Following on from me identifying the colours I like wearing in my previous Wardrobe Architect post, this week is about sorting the colours into categories, which will hopefully help me make decisions about what to make in which of my colours. I have added a few extra colours to flesh out my palettes.
This was my original palette:
As they say in the original post for this week:
“Neutral colors are basics that go with just about anything. Think browns, grays, black, white, beige, etc.
Generally, neutrals convey an air of sophistication and elegance, though they can become boring if used exclusively or untempered by other kinds of visual interest, like texture, silhouette, or detail.”

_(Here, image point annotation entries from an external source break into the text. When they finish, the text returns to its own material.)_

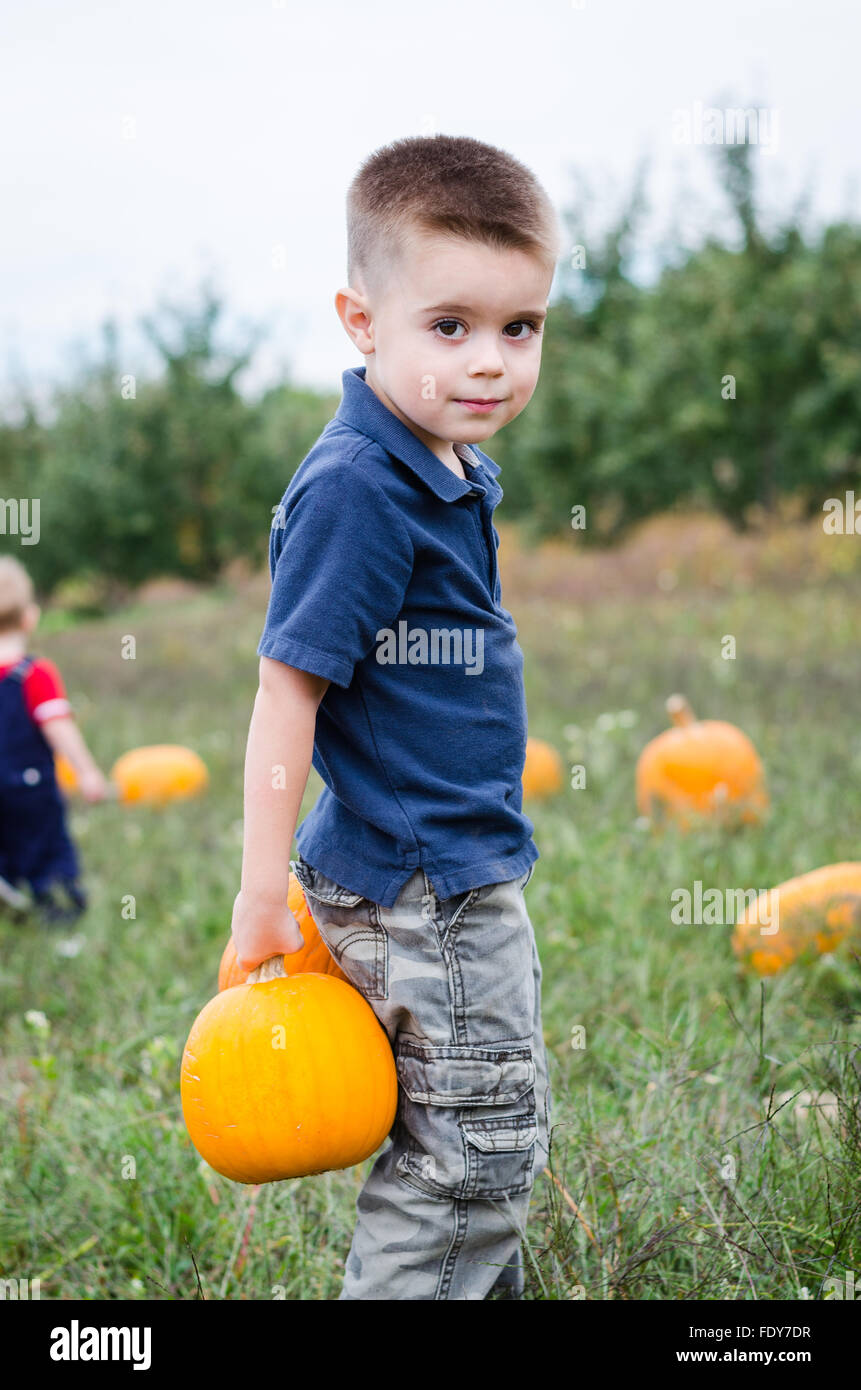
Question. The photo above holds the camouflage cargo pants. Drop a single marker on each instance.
(456, 986)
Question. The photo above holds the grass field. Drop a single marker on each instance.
(678, 1169)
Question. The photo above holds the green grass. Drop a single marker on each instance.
(676, 1171)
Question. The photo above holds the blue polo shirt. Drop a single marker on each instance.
(385, 581)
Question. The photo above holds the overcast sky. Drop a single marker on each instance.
(149, 145)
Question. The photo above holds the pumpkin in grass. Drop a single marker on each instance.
(66, 774)
(700, 769)
(814, 913)
(287, 1076)
(315, 955)
(541, 769)
(159, 773)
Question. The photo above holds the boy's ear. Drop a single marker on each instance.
(353, 312)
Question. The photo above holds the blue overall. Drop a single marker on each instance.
(34, 841)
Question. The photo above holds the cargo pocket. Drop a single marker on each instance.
(468, 1119)
(351, 929)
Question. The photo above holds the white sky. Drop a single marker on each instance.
(252, 116)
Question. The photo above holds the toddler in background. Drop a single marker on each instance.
(36, 723)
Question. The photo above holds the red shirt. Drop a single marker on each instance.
(43, 690)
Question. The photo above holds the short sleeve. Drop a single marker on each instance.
(45, 692)
(340, 559)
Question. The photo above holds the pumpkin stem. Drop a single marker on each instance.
(270, 969)
(679, 710)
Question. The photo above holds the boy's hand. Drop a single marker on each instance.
(262, 929)
(93, 786)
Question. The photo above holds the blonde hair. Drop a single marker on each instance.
(15, 592)
(447, 185)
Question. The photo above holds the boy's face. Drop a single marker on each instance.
(456, 321)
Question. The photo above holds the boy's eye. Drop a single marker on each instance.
(523, 323)
(448, 323)
(445, 327)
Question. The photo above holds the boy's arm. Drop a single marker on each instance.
(277, 762)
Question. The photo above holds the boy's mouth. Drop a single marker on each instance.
(481, 406)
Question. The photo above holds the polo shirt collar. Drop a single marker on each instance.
(363, 410)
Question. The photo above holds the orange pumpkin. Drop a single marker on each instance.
(67, 777)
(159, 773)
(315, 955)
(541, 769)
(700, 769)
(814, 913)
(287, 1076)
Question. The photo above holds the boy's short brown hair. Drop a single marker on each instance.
(444, 184)
(15, 592)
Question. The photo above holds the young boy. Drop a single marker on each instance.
(35, 724)
(388, 662)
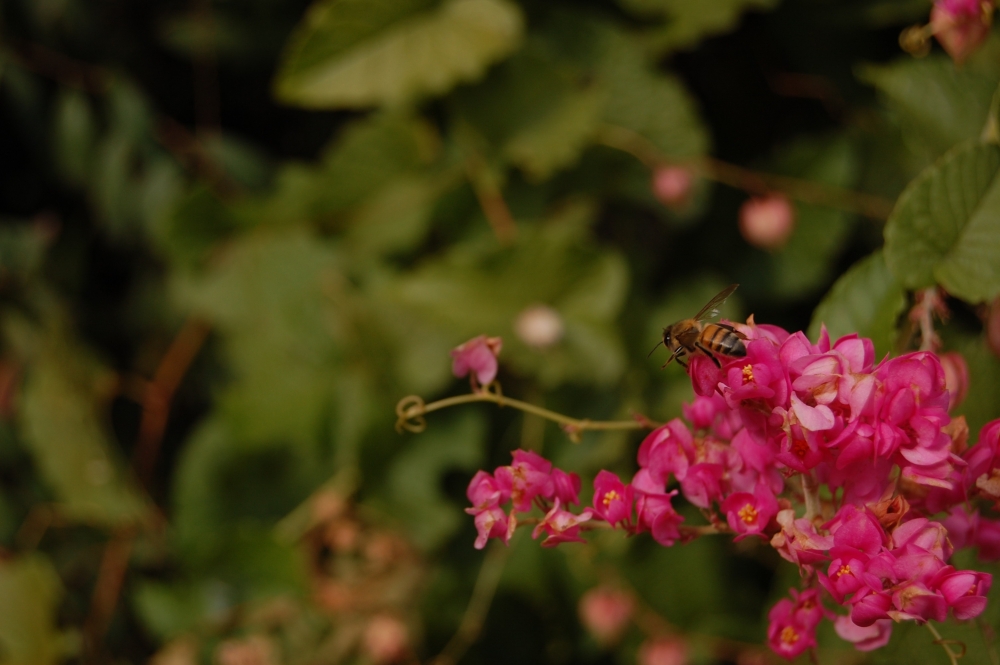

Colette define ‘nearly neutrals’ as “anything you personally wear like a neutral. You feel confident combining them easily with other colors.”
“Your own definition of nearly neutrals can vary. Think of colors that seem to go well with everything, like burgundy, navy, wine red, very pale blush pink, olive green, gold, etc.”
I don’t have many statement colours, but this is definitely the happiest of my palettes!
“These are the colors that don’t necessarily go with everything, but have a lot of visual impact. For me, these colors elicit some of the strongest feelings. They have a lot more visual weight, and they tend to make clothing more recognizable.
Statement colors can be used in large or small doses. You can have many of them, or just a few.”
They also added metallics to their narrowed down palettes, but they really aren’t colours I wear so it felt like I would be forcing it to add some into mine.
I like how collecting the colours I picked last time into smaller collections will help me focus on creating a wardrobe which will hopefully mean things I make will go with other things I make – and if they don’t, I know they are statement colours so that’s okay!
I love seeing what color palettes emerge for people. I find it so fascinating to see colors that I personally would feel uncomfortable in be the colors that someone else shines in. And this goes beyond everyone’s different skin tones and hair color working differently with colors. What I find fascinating is examining the psychology of why those colors (I’m specifically looking at your vibrant statement colors) make me uncomfortable and what draws you to them. I can’t wait to see how this influences your wardrobe choices.